PARIS (MNI) – The Irish government Sunday resisted growing pressure
from senior EU officials and the European Central Bank to formally
request financial aid, as late night talks ended with no action taken,
the Financial Times reported on its website.

Irish ministers publicly declared that they were committed to
weathering the storm without going to their European partners cap in
hand. “We must show clearly that Ireland can stand alone and it is
determined to get out of the financial difficulties we are in,” Batt
O’Keeffe, Irish enterprise minister, said on local radio, according to
the FT.

Irish officials have stressed numerous times that they have a cash
cushion of over E22 billion and won’t need to go back to the market
until mid-2011 to meet their financing needs. But the sharp widening in
Irish spreads last week to a new euro-era high rattled the nerves of
many officials, both in Ireland and outside of it, and raised concerns
in some capitals about contagion effects on other weak Eurozone nations.

Patrick Honohan, the Irish central bank governor, declared that
borrowing rates on Ireland’s sovereign securities were now “well above
the rate at which one would go back in [to the markets].” The current
trend, he said, was “unsustainable.”

Portuguese bonds were also hammered in the markets last week, and
the effects of rising yields and wider spreads against the benchmark
German Bund began to spill over into Italy and Spain as well.

Peripheral EMU bonds finally got a respite later in the week after
five EU finance ministers put out a statement from the Group of 20
summit meeting in Seoul assuring investors that official talk of
requiring private creditors to contribute to bailouts was something for
the future and would not affect current bondholders.

But few people expected the market calm to last.
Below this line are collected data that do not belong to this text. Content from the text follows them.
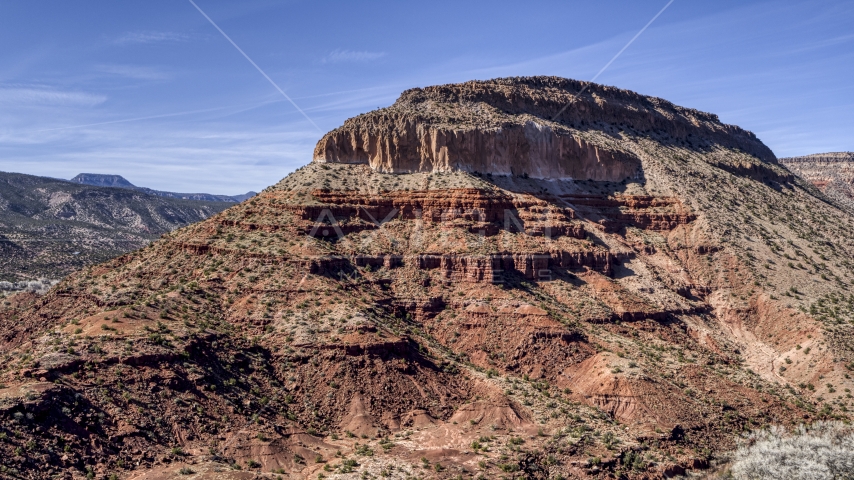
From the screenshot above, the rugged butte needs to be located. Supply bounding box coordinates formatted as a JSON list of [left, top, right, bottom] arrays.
[[2, 76, 854, 479]]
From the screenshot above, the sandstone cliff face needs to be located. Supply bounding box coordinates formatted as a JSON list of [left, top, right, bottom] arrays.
[[315, 117, 642, 181], [314, 76, 777, 180]]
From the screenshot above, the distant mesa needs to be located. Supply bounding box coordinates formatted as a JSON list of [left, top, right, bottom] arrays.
[[69, 173, 256, 203], [780, 152, 854, 213], [779, 152, 854, 164], [69, 173, 135, 188]]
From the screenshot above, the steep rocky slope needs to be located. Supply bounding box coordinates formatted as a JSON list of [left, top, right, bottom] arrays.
[[2, 77, 854, 479], [0, 172, 231, 283], [780, 152, 854, 213]]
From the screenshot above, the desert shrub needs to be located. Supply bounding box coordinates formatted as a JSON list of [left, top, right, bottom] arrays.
[[354, 443, 373, 456], [730, 422, 854, 479], [498, 462, 519, 472]]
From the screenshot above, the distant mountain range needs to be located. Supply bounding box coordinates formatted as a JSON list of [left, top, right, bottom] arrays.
[[69, 173, 256, 203], [0, 171, 235, 282]]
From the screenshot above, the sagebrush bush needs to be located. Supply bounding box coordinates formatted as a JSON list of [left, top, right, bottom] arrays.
[[730, 422, 854, 479]]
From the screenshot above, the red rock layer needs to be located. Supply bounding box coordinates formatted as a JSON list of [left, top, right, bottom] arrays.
[[560, 194, 696, 232], [281, 189, 587, 239]]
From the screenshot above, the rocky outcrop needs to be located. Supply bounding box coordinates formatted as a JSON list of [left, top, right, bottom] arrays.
[[299, 250, 615, 281], [283, 189, 587, 239], [309, 188, 519, 223], [561, 194, 695, 232], [412, 250, 615, 281], [315, 118, 643, 181], [314, 76, 777, 179]]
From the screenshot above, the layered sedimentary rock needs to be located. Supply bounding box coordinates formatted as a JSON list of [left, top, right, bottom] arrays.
[[316, 118, 642, 181], [781, 152, 854, 212], [314, 76, 776, 180], [781, 152, 854, 164], [288, 189, 585, 238], [561, 194, 696, 232], [294, 250, 615, 283]]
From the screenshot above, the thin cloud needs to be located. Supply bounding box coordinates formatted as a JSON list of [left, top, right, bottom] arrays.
[[96, 64, 172, 80], [784, 33, 854, 55], [115, 31, 190, 45], [322, 49, 387, 64], [0, 87, 106, 107]]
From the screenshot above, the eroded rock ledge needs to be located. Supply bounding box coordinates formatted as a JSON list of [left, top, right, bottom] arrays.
[[313, 76, 776, 180]]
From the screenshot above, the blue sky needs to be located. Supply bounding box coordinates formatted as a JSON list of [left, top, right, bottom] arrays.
[[0, 0, 851, 194]]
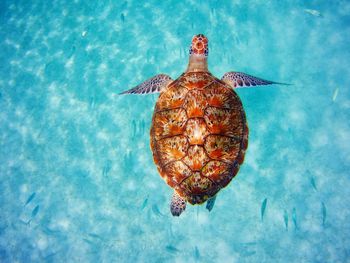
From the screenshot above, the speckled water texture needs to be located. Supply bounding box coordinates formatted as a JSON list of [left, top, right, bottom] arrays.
[[0, 0, 350, 262]]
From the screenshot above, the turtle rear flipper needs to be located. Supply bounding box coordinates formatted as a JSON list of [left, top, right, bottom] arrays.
[[170, 191, 186, 217], [206, 195, 216, 212], [221, 72, 290, 89], [119, 74, 172, 94]]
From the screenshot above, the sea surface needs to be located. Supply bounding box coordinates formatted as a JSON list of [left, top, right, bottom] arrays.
[[1, 0, 350, 262]]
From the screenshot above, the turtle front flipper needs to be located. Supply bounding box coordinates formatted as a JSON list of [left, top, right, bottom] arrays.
[[206, 195, 216, 212], [119, 74, 173, 94], [221, 72, 289, 89], [170, 191, 186, 216]]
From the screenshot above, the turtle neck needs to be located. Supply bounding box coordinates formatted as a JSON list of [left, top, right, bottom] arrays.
[[186, 55, 208, 72]]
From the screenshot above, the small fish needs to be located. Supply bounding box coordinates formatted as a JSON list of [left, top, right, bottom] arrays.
[[120, 13, 125, 22], [32, 205, 40, 218], [81, 31, 87, 37], [304, 9, 322, 17], [261, 198, 267, 221], [42, 226, 61, 235], [123, 151, 133, 165], [132, 120, 137, 137], [292, 207, 298, 229], [142, 120, 145, 134], [141, 197, 148, 210], [321, 202, 327, 226], [332, 88, 339, 102], [83, 238, 95, 246], [89, 96, 95, 109], [102, 160, 112, 177], [283, 210, 288, 230], [165, 245, 179, 253], [25, 192, 36, 206], [194, 246, 200, 260], [310, 176, 317, 191], [139, 120, 145, 135], [152, 204, 164, 217], [21, 212, 38, 226]]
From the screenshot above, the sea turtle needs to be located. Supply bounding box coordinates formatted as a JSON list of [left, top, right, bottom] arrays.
[[120, 34, 286, 216]]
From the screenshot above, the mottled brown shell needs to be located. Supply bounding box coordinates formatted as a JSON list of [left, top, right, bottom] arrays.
[[150, 72, 248, 205]]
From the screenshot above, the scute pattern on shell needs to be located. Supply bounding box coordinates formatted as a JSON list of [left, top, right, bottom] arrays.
[[150, 72, 248, 205]]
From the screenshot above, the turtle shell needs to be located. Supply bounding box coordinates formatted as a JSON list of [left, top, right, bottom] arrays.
[[150, 72, 248, 205]]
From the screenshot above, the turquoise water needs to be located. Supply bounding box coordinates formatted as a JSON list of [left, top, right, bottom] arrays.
[[1, 0, 350, 262]]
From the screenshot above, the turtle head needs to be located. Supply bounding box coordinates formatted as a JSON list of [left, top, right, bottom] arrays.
[[189, 34, 208, 57], [186, 34, 209, 72]]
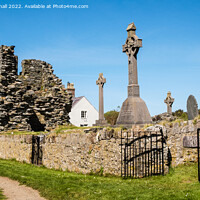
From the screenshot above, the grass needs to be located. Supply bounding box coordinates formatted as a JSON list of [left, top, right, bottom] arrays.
[[0, 125, 100, 135], [0, 189, 6, 200], [0, 125, 122, 136], [0, 160, 200, 199], [53, 125, 98, 134], [1, 129, 45, 135]]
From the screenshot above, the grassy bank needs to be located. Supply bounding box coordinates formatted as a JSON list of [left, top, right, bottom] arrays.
[[0, 159, 200, 200]]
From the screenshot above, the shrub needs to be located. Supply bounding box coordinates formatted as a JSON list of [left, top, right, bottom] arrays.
[[172, 109, 188, 121], [104, 110, 119, 125]]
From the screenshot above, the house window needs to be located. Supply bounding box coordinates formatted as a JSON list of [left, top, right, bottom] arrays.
[[80, 124, 88, 127], [81, 111, 87, 119]]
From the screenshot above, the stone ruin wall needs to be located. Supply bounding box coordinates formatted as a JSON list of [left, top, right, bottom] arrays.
[[1, 121, 198, 176], [0, 45, 72, 132]]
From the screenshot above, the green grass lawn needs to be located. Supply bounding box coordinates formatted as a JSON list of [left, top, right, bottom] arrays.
[[0, 159, 200, 200]]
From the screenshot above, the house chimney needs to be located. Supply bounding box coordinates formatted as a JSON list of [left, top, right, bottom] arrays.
[[67, 82, 75, 98]]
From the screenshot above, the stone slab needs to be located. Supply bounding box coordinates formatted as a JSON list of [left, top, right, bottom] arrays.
[[183, 136, 200, 148], [187, 95, 198, 120]]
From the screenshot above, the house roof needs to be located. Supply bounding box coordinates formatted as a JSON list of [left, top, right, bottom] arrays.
[[72, 96, 84, 108], [71, 96, 98, 113]]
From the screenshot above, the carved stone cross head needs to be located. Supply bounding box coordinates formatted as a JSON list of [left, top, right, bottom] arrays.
[[164, 91, 174, 106], [164, 91, 175, 114], [96, 73, 106, 87], [122, 22, 142, 57]]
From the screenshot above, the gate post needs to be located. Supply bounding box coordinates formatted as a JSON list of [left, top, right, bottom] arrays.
[[121, 129, 123, 177], [197, 128, 200, 182], [31, 136, 35, 164], [160, 128, 164, 176]]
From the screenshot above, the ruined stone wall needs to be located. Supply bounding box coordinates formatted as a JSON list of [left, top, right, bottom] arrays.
[[0, 45, 18, 91], [0, 45, 72, 132], [20, 59, 72, 130]]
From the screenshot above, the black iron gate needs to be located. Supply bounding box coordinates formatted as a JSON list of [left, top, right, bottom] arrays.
[[31, 135, 43, 165], [197, 128, 200, 182], [121, 129, 164, 178]]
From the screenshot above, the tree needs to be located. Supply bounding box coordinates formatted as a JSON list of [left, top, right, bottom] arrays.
[[104, 110, 119, 125]]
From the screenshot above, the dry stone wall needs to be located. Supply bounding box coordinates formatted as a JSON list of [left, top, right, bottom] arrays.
[[0, 45, 72, 132], [0, 121, 199, 175], [147, 120, 199, 167], [166, 120, 199, 166], [43, 131, 121, 175], [0, 131, 122, 175], [0, 134, 32, 163]]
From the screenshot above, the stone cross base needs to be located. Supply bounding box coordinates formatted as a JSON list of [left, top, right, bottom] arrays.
[[93, 119, 108, 126], [116, 97, 152, 125], [128, 84, 140, 97]]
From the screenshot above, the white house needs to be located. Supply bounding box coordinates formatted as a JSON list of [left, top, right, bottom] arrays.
[[69, 96, 99, 127], [67, 82, 99, 127]]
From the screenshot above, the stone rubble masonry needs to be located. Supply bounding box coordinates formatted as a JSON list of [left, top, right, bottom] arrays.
[[0, 121, 198, 175], [43, 132, 121, 174], [0, 45, 72, 132], [0, 131, 122, 175], [147, 120, 200, 166], [0, 134, 32, 163]]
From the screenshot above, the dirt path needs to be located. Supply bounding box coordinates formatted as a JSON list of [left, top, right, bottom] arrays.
[[0, 177, 46, 200]]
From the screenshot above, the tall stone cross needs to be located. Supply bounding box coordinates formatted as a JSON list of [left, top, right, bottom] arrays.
[[122, 22, 142, 97], [164, 91, 174, 114], [116, 22, 152, 125], [96, 73, 106, 121]]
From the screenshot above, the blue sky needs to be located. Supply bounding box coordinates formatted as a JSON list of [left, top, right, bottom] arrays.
[[0, 0, 200, 116]]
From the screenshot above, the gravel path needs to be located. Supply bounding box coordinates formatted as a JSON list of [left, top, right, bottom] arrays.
[[0, 177, 46, 200]]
There were
numerous press reports over the weekend saying that European officials
were holding informal talks to decide whether Ireland should get an aid
package similar to the one granted to Greece last May in order to calm
markets and minimize the growing risk of contagion to other vulnerable
Eurozone countries such as Spain and Italy.

At one point in the talks this weekend, the question was raised
whether an Ireland aid announcement might be needed to ease tensions
before markets opened Monday.

The FT quoted an anonymous official familiar with the discussions
who wondered: “Can they get through the markets on Monday?”

The Wall Street Journal reported late Saturday that officials at
the ECB were advising Ireland that if it tapped the EU’s E500 billion
emergency loan facility, it would have an easier time implementing a
credible budget and recapitalizing its deeply troubled banking system.
In that case, Ireland would also have access to an International
Monetary Fund standby facility for EU members, which totals E250
billion.

According to the Journal, the ECB’s view is that IMF and EU
oversight of Ireland, which would be required if the country took
emergency funds, would help bolster the credibility of Dublin’s
austerity plan, intended to slash its public deficit from a staggering
32% of GDP this year to 3% by 2014. The Irish government is due to
unveil its budget blueprint to parliament on December 7, but ECB
officials worry that may be too long to wait given the deterioration in
financial markets and the threat of contagion, the newspaper said.

Meanwhile, Germany’s Welt am Sonntag newspaper reported that Spain
and Portugal were pushing for an Irish rescue package out of fear that
they would come under pressure if the situation in Ireland were not
dealt with effectively.

Germany was also said to be pushing for Ireland aid, but according
to the FT, German officials “categorically denied” this.

Despite the Irish resistance to being bailed out, the press reports
quoted officials saying there would be talks in Brussels this week on a
possible package. According to some of the officials, an Irish bailout
is no longer a question of if but only of when.